Once he snapped a few images, the children realized the monkey had piqued the photographer's interest. The photograph above was taken as the children offered the roped baboon for sale.
Jabruson was faced with a difficult decision: purchase the monkey and transport him to a rehabilitation facility or leave him in the hands of the children. He explains:
As a visitor I could not and would not pay for the baboon. To do this would only stimulate the capture of wild animals for tourists and visitors. I couldn't confiscate the animal from these people – this being completely outside of my jurisdiction. Besides, indigenous people believe very strongly that they have every right to be doing what they're doing and don't need a foreigner telling them what to do when it's their children that go hungry at night because a wild animal has just destroyed that season's crops.

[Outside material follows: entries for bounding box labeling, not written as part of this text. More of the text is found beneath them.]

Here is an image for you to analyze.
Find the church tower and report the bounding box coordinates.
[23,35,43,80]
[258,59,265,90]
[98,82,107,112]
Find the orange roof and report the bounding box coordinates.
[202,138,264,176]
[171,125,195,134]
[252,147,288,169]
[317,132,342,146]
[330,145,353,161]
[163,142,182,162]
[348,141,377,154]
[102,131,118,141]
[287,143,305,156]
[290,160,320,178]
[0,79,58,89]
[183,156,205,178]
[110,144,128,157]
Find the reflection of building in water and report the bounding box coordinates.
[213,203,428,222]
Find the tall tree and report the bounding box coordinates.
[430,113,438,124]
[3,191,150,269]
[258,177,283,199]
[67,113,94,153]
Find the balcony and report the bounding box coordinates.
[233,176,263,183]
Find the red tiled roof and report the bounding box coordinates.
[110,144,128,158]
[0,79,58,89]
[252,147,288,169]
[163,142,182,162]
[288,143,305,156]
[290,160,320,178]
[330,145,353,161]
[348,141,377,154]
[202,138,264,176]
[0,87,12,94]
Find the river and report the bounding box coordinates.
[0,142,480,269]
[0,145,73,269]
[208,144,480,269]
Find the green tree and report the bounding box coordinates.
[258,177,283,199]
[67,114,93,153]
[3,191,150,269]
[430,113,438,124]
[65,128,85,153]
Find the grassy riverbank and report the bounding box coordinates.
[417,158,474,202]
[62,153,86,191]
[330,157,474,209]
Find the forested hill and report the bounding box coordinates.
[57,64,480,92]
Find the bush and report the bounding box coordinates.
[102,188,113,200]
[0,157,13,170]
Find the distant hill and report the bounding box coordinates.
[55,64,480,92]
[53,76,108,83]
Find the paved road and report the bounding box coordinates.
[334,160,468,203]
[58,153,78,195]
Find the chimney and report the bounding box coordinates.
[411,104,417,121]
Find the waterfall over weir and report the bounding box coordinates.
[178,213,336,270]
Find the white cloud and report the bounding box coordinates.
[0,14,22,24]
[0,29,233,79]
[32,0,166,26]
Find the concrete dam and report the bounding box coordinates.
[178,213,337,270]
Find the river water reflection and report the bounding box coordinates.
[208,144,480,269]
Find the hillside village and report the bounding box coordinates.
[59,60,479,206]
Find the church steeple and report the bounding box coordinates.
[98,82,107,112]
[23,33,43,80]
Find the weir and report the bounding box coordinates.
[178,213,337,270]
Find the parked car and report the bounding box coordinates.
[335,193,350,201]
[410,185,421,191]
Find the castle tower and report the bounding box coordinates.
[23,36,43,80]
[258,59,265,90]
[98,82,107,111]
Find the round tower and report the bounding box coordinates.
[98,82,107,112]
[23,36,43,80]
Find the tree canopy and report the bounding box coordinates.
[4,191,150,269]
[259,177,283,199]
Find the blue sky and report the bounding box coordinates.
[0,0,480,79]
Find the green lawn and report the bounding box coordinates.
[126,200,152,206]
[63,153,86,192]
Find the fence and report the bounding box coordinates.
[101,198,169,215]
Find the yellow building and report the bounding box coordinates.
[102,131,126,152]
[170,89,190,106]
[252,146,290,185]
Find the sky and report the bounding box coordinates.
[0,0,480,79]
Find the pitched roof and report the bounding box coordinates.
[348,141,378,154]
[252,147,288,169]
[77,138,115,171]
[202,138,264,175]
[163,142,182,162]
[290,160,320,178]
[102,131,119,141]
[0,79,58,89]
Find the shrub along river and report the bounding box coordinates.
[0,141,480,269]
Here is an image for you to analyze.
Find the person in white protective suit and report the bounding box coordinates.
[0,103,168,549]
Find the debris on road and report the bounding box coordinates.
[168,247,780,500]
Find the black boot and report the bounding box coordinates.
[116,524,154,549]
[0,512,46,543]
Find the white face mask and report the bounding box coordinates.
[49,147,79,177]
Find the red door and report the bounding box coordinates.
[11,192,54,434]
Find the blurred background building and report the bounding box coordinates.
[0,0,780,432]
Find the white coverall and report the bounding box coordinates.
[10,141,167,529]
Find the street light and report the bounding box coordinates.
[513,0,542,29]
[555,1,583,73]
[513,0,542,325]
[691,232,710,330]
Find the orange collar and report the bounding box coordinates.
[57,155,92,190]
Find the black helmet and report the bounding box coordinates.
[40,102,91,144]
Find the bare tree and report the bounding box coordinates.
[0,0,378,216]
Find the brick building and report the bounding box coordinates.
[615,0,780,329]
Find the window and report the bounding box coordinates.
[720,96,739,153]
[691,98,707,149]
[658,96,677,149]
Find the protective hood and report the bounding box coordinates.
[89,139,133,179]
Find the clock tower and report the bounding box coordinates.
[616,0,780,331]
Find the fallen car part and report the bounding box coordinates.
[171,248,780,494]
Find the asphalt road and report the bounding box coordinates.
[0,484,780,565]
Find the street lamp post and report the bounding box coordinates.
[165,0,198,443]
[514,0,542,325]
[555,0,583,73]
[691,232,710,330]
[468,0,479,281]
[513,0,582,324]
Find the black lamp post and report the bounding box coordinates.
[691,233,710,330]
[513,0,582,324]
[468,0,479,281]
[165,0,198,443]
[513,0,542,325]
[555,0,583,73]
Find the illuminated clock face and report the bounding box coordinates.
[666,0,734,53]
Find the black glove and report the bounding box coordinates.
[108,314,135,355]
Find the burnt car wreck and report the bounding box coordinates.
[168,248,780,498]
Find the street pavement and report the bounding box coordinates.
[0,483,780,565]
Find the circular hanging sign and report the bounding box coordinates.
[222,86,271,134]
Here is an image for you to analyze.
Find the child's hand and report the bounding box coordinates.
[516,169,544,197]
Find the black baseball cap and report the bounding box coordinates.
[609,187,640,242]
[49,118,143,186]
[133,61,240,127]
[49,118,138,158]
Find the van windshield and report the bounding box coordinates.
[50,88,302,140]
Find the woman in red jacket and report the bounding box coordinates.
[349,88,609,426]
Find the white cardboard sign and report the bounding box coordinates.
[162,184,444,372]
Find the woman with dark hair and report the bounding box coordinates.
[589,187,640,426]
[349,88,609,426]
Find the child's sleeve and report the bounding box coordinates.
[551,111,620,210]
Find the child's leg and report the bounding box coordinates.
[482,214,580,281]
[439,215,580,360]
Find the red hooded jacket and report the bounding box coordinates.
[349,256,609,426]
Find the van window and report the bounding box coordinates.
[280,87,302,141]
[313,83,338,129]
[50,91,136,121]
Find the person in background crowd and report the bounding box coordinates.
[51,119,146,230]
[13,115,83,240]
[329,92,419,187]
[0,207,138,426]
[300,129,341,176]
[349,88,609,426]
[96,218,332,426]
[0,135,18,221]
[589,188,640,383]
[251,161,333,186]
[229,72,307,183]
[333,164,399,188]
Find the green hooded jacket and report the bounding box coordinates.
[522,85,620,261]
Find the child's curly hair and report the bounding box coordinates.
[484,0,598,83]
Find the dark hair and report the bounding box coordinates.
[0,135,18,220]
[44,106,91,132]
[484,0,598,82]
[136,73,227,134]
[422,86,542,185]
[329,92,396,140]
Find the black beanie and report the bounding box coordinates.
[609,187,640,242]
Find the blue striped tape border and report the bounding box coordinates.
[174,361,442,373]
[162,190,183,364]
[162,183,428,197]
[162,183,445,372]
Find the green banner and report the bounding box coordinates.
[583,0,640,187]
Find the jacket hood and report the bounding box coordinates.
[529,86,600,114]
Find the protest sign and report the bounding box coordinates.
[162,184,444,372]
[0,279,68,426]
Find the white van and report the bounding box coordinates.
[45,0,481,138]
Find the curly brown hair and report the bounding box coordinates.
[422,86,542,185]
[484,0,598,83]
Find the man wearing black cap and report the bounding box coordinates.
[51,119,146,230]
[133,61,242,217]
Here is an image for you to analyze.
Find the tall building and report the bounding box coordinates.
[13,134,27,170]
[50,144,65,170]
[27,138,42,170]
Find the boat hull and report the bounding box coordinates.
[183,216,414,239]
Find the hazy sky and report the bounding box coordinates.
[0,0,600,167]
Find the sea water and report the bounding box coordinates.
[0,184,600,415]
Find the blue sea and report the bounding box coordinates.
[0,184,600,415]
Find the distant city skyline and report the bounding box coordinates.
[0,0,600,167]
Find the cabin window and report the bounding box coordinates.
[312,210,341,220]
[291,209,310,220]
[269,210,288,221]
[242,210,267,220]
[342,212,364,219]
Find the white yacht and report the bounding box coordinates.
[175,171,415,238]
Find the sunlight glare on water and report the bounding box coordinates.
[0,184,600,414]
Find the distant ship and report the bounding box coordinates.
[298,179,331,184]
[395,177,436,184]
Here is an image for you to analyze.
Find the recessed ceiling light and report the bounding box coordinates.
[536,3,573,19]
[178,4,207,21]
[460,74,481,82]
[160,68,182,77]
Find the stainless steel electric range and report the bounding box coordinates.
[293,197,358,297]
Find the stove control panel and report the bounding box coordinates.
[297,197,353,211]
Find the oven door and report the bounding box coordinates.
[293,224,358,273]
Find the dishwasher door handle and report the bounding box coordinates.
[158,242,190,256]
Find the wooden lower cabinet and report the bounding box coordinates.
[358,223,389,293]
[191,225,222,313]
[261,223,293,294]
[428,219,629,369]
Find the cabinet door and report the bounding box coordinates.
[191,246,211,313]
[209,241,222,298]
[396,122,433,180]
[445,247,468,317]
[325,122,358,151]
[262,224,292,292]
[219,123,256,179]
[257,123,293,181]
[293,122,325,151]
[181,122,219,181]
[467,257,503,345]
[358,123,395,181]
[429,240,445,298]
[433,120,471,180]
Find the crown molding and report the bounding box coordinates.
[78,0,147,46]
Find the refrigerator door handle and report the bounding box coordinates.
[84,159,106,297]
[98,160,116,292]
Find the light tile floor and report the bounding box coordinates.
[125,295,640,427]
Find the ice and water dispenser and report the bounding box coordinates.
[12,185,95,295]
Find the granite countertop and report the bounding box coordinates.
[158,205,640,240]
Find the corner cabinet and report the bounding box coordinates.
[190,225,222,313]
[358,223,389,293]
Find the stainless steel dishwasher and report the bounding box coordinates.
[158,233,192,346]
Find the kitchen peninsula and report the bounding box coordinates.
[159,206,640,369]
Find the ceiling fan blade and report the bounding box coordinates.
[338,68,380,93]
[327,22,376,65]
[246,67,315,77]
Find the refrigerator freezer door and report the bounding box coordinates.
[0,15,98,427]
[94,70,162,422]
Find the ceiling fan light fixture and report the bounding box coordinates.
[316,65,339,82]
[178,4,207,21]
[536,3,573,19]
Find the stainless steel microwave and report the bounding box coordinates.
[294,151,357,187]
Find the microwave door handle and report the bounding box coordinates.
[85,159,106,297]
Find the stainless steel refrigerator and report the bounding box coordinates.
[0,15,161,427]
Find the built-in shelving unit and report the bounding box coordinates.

The photographer chose to take the image "to highlight yet another human-wildlife conflict issue so common in Central Africa" and left the monkey behind.
After he left the village Jabruson followed up with local authorities who "considered the matter none of my business." He wrote, "as a consequence I was never was able to establish what eventually happened to the young baboon."
This monkey is only one of the innumerable commodified animals worldwide.
Both alive and dead, animals can be worth a pretty penny to humans. The illegal trade of wildlife and natural resources is estimated to be worth about $213 billion dollars, according to a 2014 United Nations and Interpol report.
Unfortunately, as this photo shows, it's the animals who pay the price.